If you expand the contraction, “once you have got the window open” is still technically valid but is starting to sound quite dodgy — and it can be replaced by the equally-valid-but-still-dodgy “once you have the window open”, making the word “got” itself seemingly redundant. And yet “once you’ve the window open”, which logically ought to be the same, completely doesn’t work.
Of course the most correct (and formal) phrasing would have been “once you have opened the window”, which also works in the contracted form “once you’ve opened the window”. And yet it seems like most people seem to default to “you’ve got”, at least in casual conversation.
The original phrasing is using “to get” in its “achievement” sense — ie. “once you have achieved the state of the window being open”… not that anyone would normally state it in such a long-winded fashion.
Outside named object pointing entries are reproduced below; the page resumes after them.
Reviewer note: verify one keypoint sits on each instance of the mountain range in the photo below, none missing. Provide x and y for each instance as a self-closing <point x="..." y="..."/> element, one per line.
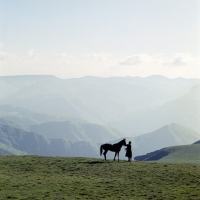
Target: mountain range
<point x="185" y="154"/>
<point x="73" y="117"/>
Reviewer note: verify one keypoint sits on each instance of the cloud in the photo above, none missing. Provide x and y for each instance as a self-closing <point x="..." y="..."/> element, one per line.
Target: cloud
<point x="131" y="60"/>
<point x="136" y="59"/>
<point x="180" y="59"/>
<point x="4" y="55"/>
<point x="176" y="62"/>
<point x="31" y="53"/>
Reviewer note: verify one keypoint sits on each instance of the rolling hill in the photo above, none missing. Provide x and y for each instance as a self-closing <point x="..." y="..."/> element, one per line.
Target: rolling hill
<point x="169" y="135"/>
<point x="76" y="131"/>
<point x="184" y="154"/>
<point x="97" y="100"/>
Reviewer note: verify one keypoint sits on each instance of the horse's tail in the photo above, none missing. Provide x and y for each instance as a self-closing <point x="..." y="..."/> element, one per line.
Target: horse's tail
<point x="101" y="149"/>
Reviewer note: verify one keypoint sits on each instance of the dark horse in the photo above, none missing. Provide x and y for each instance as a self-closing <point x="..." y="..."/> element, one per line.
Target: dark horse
<point x="115" y="148"/>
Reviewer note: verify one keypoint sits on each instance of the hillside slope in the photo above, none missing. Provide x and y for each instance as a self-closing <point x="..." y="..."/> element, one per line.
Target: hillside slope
<point x="169" y="135"/>
<point x="185" y="154"/>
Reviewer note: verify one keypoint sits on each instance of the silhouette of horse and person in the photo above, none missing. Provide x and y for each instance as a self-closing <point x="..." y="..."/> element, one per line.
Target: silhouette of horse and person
<point x="117" y="148"/>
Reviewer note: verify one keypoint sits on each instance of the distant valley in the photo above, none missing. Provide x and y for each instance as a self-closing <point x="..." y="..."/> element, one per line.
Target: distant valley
<point x="45" y="115"/>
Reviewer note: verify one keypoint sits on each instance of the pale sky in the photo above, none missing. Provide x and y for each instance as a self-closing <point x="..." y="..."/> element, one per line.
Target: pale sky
<point x="76" y="38"/>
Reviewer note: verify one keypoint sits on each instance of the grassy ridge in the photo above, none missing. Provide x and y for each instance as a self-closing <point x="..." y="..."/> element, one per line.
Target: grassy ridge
<point x="34" y="177"/>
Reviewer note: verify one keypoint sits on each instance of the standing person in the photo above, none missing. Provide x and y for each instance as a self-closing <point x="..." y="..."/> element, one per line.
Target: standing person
<point x="129" y="151"/>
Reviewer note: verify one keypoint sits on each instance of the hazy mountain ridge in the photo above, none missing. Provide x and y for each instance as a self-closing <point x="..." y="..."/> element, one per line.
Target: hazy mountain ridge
<point x="184" y="111"/>
<point x="76" y="131"/>
<point x="98" y="100"/>
<point x="33" y="143"/>
<point x="166" y="136"/>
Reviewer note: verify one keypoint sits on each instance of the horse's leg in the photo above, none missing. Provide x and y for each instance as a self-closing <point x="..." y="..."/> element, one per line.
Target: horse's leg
<point x="118" y="155"/>
<point x="115" y="155"/>
<point x="104" y="153"/>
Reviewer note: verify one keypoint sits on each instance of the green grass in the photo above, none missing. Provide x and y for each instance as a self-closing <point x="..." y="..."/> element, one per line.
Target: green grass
<point x="183" y="154"/>
<point x="54" y="178"/>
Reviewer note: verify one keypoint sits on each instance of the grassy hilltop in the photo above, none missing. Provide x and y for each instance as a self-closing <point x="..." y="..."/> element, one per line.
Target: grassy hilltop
<point x="35" y="177"/>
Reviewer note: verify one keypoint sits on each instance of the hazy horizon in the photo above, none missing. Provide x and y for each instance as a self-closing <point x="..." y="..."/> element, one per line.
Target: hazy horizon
<point x="72" y="39"/>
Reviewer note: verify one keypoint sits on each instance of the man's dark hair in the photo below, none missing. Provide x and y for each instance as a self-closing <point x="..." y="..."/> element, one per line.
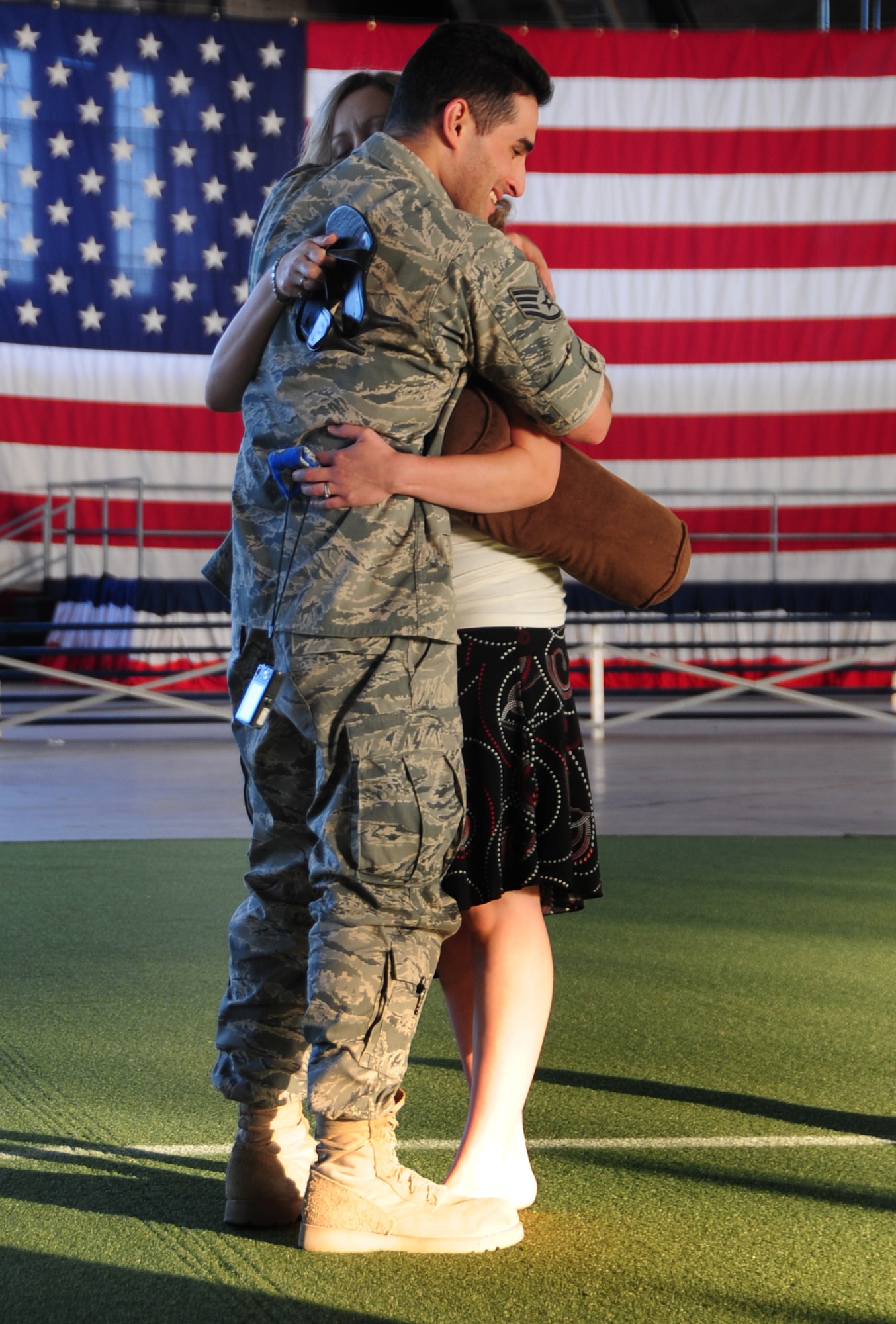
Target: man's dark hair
<point x="470" y="60"/>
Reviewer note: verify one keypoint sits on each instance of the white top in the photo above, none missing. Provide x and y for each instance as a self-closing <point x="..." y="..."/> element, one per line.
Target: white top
<point x="496" y="586"/>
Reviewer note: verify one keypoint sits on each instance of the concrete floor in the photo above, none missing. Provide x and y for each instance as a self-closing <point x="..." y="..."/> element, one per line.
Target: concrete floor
<point x="719" y="777"/>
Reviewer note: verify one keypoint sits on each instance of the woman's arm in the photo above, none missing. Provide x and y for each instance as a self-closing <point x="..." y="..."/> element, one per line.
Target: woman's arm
<point x="370" y="472"/>
<point x="238" y="354"/>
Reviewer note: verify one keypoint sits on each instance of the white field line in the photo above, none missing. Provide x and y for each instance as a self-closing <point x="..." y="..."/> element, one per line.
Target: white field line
<point x="837" y="1142"/>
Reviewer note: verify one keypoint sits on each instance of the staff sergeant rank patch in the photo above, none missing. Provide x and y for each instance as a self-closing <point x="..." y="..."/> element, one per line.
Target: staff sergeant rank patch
<point x="535" y="303"/>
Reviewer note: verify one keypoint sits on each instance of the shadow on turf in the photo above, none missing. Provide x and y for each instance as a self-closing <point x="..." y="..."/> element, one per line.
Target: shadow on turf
<point x="690" y="1171"/>
<point x="755" y="1106"/>
<point x="52" y="1288"/>
<point x="173" y="1191"/>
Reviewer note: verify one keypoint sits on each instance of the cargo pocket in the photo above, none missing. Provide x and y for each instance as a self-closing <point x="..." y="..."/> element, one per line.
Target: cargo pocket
<point x="390" y="826"/>
<point x="410" y="815"/>
<point x="406" y="982"/>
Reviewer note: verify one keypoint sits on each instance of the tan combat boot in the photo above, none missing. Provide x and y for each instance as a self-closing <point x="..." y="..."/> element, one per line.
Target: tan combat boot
<point x="269" y="1164"/>
<point x="362" y="1199"/>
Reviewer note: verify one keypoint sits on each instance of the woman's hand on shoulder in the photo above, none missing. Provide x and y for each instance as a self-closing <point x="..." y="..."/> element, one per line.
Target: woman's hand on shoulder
<point x="301" y="271"/>
<point x="362" y="475"/>
<point x="534" y="255"/>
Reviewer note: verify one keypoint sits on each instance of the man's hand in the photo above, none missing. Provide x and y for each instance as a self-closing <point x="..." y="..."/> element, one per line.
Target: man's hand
<point x="301" y="271"/>
<point x="359" y="476"/>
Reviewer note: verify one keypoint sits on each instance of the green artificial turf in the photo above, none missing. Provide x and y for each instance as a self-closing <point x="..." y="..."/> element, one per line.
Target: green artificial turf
<point x="726" y="987"/>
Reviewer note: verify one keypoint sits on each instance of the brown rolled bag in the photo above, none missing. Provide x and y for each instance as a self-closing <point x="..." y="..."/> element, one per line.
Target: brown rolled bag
<point x="598" y="528"/>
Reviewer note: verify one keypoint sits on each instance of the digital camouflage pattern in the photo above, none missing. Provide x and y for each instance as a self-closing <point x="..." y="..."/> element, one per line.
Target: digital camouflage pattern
<point x="465" y="300"/>
<point x="357" y="792"/>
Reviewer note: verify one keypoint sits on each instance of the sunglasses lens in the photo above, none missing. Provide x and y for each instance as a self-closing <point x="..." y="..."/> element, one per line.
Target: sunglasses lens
<point x="316" y="324"/>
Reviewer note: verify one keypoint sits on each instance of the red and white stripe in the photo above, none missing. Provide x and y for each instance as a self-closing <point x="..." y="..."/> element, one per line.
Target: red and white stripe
<point x="721" y="216"/>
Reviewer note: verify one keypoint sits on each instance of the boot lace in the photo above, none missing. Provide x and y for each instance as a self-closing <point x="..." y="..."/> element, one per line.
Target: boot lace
<point x="414" y="1182"/>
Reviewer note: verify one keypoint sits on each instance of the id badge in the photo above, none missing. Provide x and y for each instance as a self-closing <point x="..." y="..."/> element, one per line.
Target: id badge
<point x="259" y="700"/>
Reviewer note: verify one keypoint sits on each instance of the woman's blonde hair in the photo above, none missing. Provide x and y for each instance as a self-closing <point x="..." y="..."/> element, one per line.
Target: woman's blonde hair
<point x="318" y="136"/>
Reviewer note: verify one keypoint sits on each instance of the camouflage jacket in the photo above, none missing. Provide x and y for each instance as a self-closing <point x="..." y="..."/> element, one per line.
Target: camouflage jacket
<point x="465" y="300"/>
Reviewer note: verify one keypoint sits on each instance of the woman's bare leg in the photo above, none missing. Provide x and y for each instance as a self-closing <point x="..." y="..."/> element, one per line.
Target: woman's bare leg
<point x="498" y="980"/>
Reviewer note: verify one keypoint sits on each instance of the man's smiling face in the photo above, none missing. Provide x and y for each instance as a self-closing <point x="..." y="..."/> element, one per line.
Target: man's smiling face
<point x="492" y="166"/>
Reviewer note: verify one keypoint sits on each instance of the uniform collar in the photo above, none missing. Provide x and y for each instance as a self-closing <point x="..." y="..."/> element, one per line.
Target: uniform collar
<point x="395" y="157"/>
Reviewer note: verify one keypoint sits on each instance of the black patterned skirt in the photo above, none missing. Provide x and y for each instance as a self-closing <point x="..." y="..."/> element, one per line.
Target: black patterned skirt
<point x="530" y="816"/>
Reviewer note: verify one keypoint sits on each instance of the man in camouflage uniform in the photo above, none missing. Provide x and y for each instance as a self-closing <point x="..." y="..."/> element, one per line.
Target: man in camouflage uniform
<point x="355" y="782"/>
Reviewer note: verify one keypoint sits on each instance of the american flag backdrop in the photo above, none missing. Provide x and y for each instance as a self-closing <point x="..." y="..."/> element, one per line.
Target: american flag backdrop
<point x="136" y="156"/>
<point x="719" y="213"/>
<point x="721" y="216"/>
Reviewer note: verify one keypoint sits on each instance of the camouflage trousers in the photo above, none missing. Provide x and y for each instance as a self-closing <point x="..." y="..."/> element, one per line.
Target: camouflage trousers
<point x="355" y="787"/>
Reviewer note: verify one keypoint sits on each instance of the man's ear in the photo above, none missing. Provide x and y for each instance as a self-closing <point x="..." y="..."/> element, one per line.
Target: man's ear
<point x="457" y="121"/>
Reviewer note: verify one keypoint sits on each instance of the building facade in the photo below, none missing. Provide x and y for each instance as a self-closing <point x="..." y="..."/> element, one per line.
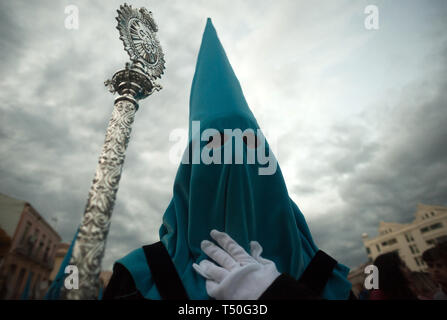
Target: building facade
<point x="410" y="240"/>
<point x="27" y="249"/>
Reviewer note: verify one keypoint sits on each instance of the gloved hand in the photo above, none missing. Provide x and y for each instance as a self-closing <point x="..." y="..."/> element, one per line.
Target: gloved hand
<point x="240" y="276"/>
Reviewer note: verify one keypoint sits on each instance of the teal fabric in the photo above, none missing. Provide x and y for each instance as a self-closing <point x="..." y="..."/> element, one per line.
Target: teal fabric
<point x="232" y="198"/>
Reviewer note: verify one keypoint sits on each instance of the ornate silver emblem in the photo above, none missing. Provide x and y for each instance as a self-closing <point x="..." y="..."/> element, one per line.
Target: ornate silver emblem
<point x="137" y="31"/>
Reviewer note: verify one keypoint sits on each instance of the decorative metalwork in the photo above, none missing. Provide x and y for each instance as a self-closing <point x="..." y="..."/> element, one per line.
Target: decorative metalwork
<point x="137" y="31"/>
<point x="133" y="83"/>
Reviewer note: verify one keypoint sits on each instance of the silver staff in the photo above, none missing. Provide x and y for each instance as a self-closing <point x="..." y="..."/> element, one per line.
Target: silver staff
<point x="135" y="82"/>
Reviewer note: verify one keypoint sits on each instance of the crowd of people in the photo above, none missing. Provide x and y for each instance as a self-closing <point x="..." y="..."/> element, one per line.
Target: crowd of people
<point x="397" y="282"/>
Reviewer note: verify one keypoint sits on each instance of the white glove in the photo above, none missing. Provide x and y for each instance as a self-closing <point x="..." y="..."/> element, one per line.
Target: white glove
<point x="239" y="276"/>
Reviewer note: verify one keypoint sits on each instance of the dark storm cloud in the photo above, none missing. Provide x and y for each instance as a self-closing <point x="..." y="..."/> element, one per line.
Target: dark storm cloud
<point x="409" y="166"/>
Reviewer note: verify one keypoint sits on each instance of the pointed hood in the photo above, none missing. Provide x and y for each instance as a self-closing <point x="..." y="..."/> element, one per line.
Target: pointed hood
<point x="216" y="92"/>
<point x="230" y="197"/>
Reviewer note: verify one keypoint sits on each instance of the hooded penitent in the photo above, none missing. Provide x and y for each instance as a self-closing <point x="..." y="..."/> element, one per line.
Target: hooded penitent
<point x="235" y="198"/>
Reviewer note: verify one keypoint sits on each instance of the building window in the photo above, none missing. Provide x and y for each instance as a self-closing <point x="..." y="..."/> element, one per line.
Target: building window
<point x="417" y="261"/>
<point x="389" y="242"/>
<point x="25" y="233"/>
<point x="441" y="239"/>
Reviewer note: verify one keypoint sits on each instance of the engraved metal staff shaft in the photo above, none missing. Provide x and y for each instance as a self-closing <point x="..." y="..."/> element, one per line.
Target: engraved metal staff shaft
<point x="134" y="82"/>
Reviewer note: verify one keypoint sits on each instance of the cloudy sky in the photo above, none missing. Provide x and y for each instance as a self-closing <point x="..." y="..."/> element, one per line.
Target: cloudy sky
<point x="357" y="118"/>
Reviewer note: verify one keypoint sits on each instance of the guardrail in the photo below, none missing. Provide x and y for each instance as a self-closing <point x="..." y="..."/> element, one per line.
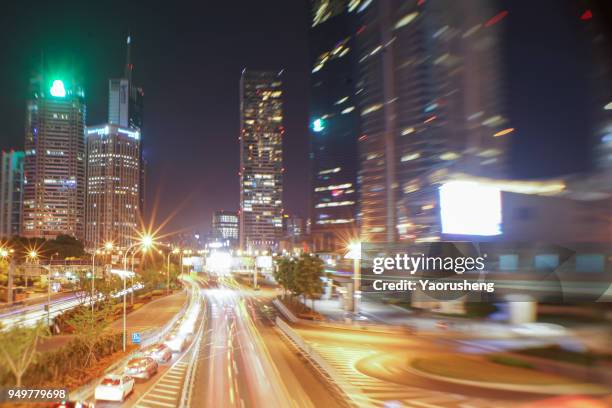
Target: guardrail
<point x="88" y="389"/>
<point x="288" y="314"/>
<point x="350" y="392"/>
This is also why “have” works without it, as this is “to be” — ie. “once you have the window open” reads sufficiently close to the more formal phrasing above. It’s not as clear why it stops working once you reintroduce the contraction, though.
English is weird sometimes. Or maybe it’s just me.
(And yes, at times I’m a self-professed grammar/spelling nazi. Especially when it comes to misplaced apostrophes and homonyms (including using “of” instead of “have”). And even more especially when the person making the error should know better — eg. if formal writing is part of their job. (But clearly I have no objection to nested parentheses.))
This random musing is brought to you by the symbol ‘.